Teaching Shakespeare: Digital Processes

deadline for submissions: 
March 30, 2018
full name / name of organization: 
Research in Drama Education
contact email: 

RiDE Call for Papers: Teaching Shakespeare: Digital Processes

William Shakespeare holds a unique position within education: few other cultural entities can claim to match the range of contact across ages, disciplines and countries that his work, life and cultural impact have produced. The diversity of pedagogical approaches to Shakespeare, therefore, is enormous, a diversity which has become even more widespread with the quickening rate of digital proliferation in everyday life and pedagogy. More than ever, processes are quickly outmoded, updated, disseminated, requiring a constant state of critical reflection. Major publications including Broadcast your Shakespeare: Continuity and change across media (ed. Stephen O'Neill, 2017) and Shakespeare and the digital world: Redefining scholarship and practice (ed. Peter Kirwan and Christie Carson, 2014) have significantly updated the discussions around the digital practices surrounding Shakespeare's work.

Given the vastness of the topic of ‘digital Shakespeare’ that these works exemplify, this 2020 themed issue of RiDE seeks to create space for an in-depth exploration of how digital practices are received and applied in a pedagogical environment. This themed issue seeks to focus on this moment in pedagogy: by provoking, updating and resourcing its international readership, we seek to prompt an investigation and demonstration of the impact of digital technology:

  • on educational processes related to Shakespeare;
  • on the reception of performances for people in a Shakespeare learning environment;
  • on the studying of Shakespeare in non-English speaking countries and educational institutions.

We welcome international submissions from a diversity of backgrounds in pedagogy (teachers, lecturers, learners and practitioners) as well as a diversity of critical backgrounds, methodologies and subject areas including theatre and performance studies, education studies, cultural studies and digital humanities.
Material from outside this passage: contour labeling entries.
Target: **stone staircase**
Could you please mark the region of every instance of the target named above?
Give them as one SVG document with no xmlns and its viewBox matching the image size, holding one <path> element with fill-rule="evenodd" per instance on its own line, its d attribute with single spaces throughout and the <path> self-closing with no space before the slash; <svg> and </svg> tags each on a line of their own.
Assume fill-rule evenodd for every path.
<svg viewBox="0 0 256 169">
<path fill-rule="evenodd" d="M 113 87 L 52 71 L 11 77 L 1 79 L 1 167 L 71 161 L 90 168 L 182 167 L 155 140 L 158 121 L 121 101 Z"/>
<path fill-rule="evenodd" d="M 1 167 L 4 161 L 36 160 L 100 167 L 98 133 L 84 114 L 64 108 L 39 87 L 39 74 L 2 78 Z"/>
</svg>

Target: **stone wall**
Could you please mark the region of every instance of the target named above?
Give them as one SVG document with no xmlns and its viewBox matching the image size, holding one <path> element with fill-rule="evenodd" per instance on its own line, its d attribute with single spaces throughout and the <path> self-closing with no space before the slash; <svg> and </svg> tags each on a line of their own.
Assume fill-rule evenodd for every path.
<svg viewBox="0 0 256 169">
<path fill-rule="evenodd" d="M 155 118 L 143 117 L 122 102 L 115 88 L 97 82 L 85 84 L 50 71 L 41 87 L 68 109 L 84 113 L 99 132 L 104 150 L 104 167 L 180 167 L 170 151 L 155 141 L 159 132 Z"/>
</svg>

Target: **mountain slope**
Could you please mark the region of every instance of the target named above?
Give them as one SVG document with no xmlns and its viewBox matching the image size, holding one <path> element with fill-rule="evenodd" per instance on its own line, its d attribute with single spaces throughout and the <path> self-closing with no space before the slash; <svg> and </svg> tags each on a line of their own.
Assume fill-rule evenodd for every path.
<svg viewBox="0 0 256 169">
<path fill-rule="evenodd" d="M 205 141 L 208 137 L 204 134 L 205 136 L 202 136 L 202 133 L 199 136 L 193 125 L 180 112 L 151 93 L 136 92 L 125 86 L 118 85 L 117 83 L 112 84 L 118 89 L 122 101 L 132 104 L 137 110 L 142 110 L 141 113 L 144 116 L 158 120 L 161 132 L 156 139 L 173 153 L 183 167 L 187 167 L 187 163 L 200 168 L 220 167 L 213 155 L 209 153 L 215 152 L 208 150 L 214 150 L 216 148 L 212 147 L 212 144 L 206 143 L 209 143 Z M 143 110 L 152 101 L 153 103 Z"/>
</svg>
Examples of Practice as Research are also encouraged and can be supported and hosted across a variety of media which can be supported by RiDE's digital editor, Paul Sutton.

We encourage topics focused on concepts such as:

  • the development of digital pedagogical tools and methodologies as based on individual practice;
  • the relationship between Shakespeare’s early modernity and our contemporary context as mediated digitally;
  • how digital pedagogy has shaped and been shaped by cultural, political and economic values of ‘Shakespeare’;
  • the role of space and place in teaching Shakespeare internationally;
  • how values of performance are held in dialogue with digital technologies onstage, online, and in the classroom;
  • how the rise of digital streaming of performances by established, and often government funded organisations, has a/effected the experience of people both learning about and teaching Shakespeare;
  • how economic and digital literacy factors relate to the accessibility of resources;
  • how the positioning of digitised performance within education environments contributes to on-going critical conversations relevant to live-ness and mediation.

This themed issue will map the challenges teachers of Shakespeare face, but also provide some guidance and potential pathways through the expanding collection online of performance materials, making it a guidebook, a reference manual and a marker of the current present and potential future boundaries of this exciting research area.

Please send proposals of approximately 300 words to both Henry Bell (h.bell@shu.ac.uk ) and Amy Borsuk (a.m.borsuk@qmul.ac.uk) by Friday, 30 March 2018. Full articles will be due on Friday, 7 September 2018 for publication in volume 25, issue 1, 2020. 
More information: http://ridejournal.net/articles/5a79ae7c193311f3060d4ff4 

Editorial Team: Dr Christie Carson (Royal Holloway University of London), Dr Henry Bell (Sheffield Hallam University), Amy Borsuk (PhD candidate in Drama at Queen Mary, University of London).